Ida’s first reaction to Ben’s trick with the bottle cap is something compelling and even shocking: her sudden fierce smile of pleasure and excitement. It is almost unearthly. These children are not innocent, and yet there is something primordial in their isolation from adult life; like children in this namesake of the 1961 film based on the story of Henry James “Turning the Screw”, their world is a secret from adults. I also thought of English TV playwright Dennis Potter.

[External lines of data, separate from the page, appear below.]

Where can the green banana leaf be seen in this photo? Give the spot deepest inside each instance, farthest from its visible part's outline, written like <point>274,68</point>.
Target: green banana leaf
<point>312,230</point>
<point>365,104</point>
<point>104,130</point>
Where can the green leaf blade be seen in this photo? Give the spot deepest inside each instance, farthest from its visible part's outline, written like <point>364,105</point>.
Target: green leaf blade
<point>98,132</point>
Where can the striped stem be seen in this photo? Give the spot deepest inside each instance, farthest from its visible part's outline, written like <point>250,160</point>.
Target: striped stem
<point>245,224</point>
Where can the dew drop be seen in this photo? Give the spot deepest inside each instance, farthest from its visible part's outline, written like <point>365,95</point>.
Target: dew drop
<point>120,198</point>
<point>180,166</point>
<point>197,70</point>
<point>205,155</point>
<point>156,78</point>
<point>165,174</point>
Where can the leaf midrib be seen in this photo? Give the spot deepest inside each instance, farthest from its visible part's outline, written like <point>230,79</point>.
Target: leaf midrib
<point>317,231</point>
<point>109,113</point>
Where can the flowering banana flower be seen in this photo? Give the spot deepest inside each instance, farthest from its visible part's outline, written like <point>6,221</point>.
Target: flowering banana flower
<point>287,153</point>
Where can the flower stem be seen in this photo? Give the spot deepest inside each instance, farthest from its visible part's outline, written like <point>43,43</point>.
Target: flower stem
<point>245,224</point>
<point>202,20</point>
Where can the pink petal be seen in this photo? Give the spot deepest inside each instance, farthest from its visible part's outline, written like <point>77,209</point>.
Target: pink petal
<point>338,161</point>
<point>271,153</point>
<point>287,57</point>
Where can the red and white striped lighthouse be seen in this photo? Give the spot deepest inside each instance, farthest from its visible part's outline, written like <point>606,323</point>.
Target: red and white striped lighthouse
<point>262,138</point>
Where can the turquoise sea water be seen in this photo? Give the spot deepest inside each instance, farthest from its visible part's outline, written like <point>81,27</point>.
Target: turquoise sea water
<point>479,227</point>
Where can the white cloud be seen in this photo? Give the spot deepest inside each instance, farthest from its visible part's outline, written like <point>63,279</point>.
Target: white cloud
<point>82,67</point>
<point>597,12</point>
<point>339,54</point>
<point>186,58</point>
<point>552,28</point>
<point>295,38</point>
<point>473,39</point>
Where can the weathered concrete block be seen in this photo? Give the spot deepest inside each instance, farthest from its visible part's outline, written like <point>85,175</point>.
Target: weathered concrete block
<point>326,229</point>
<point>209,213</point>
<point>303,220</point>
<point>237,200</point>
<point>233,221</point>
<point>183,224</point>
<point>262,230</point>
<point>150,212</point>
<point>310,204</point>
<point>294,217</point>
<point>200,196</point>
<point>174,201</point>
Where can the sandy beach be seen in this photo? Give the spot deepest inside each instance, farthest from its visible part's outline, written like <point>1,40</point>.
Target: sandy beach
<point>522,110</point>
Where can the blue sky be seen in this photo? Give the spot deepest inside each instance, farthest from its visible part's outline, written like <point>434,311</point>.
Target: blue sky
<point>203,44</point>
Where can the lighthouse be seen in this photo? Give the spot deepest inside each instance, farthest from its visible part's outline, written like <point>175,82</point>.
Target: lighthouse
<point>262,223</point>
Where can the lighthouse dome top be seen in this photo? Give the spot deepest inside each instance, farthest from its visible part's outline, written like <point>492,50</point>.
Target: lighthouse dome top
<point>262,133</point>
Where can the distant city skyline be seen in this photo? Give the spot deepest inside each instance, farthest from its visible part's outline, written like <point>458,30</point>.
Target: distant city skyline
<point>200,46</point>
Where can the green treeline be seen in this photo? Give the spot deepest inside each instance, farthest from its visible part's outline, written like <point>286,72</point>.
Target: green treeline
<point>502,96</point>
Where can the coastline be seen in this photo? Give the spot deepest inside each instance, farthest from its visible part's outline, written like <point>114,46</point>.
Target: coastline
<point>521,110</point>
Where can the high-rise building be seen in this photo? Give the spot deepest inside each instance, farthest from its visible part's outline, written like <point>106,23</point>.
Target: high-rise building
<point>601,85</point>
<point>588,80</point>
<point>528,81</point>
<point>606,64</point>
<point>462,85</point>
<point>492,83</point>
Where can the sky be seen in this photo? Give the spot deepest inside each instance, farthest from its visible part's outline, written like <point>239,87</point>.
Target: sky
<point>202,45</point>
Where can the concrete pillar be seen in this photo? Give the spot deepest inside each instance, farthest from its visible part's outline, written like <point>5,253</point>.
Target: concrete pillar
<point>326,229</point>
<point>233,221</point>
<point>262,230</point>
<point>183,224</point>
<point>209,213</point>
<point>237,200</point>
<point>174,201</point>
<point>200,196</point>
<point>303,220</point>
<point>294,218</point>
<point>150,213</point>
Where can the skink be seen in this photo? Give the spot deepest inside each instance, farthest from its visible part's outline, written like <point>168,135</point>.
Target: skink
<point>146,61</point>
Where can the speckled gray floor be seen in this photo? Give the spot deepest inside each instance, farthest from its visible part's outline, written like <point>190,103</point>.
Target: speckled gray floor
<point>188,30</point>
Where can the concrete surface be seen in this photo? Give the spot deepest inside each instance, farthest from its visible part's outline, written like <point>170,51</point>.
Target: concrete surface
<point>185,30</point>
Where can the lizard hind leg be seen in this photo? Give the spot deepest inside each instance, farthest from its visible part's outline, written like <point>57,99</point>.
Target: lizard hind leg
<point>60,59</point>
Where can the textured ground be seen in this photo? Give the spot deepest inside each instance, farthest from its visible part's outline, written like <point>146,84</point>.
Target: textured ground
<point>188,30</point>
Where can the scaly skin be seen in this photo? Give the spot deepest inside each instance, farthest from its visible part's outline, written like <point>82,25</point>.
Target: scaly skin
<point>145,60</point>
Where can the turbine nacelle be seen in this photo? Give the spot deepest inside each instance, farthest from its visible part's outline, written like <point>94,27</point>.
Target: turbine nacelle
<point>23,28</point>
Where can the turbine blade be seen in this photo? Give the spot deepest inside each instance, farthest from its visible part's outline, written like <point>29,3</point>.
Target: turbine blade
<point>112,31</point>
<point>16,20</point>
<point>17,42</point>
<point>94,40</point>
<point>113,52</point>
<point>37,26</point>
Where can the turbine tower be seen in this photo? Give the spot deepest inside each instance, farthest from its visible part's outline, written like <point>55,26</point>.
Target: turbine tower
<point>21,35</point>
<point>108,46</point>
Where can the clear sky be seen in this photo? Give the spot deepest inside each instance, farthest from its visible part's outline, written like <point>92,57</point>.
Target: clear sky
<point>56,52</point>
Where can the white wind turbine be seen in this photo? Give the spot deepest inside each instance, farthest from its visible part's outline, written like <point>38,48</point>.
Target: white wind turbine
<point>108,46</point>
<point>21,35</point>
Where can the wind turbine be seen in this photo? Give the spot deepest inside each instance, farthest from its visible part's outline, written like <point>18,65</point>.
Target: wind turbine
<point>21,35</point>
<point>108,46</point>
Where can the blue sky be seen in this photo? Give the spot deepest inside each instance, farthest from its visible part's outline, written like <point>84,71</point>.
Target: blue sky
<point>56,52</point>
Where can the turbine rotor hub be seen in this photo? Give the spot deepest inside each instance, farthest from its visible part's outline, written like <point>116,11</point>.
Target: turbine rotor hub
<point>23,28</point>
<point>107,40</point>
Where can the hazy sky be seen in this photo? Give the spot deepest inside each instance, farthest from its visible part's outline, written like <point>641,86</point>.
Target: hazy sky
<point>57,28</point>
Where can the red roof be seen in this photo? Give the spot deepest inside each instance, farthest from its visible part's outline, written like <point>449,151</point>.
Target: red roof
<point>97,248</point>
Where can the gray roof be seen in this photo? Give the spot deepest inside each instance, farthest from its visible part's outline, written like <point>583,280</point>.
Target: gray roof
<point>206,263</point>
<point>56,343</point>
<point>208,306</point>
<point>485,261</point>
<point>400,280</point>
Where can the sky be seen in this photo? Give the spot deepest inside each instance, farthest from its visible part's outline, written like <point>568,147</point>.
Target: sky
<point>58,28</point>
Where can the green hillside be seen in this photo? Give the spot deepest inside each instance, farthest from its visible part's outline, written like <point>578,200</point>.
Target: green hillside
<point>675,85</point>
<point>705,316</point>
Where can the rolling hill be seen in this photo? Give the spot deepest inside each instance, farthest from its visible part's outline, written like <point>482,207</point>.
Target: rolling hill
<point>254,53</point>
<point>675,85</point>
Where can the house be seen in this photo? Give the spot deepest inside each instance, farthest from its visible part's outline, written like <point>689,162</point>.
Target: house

With a story like this, it’s tempting to find it legible just as a metaphor: deciding that the existence of Ida, Anna, Ben, and Aisha is a parable about violence, family dysfunction, or racism (these are two young men powers, at least initially.) Vogt’s script for Trier’s 2017 film Thelma, with its theme of telekinesis obviously amenable to metaphorical reading. But perhaps the strength of this film is that there is no other level in it. They just have these supernatural abilities, it’s something to do with the fact that they’re kids, and that’s all there is to it. The final “duel” scene, which takes place in almost complete silence and under the noses of conditionally competent adults, is a kind of masterpiece. The innocent are a nightmare that unfolds in the cold clear daylight.

The film “Innocent” will be released on May 20 in cinemas and on digital platforms.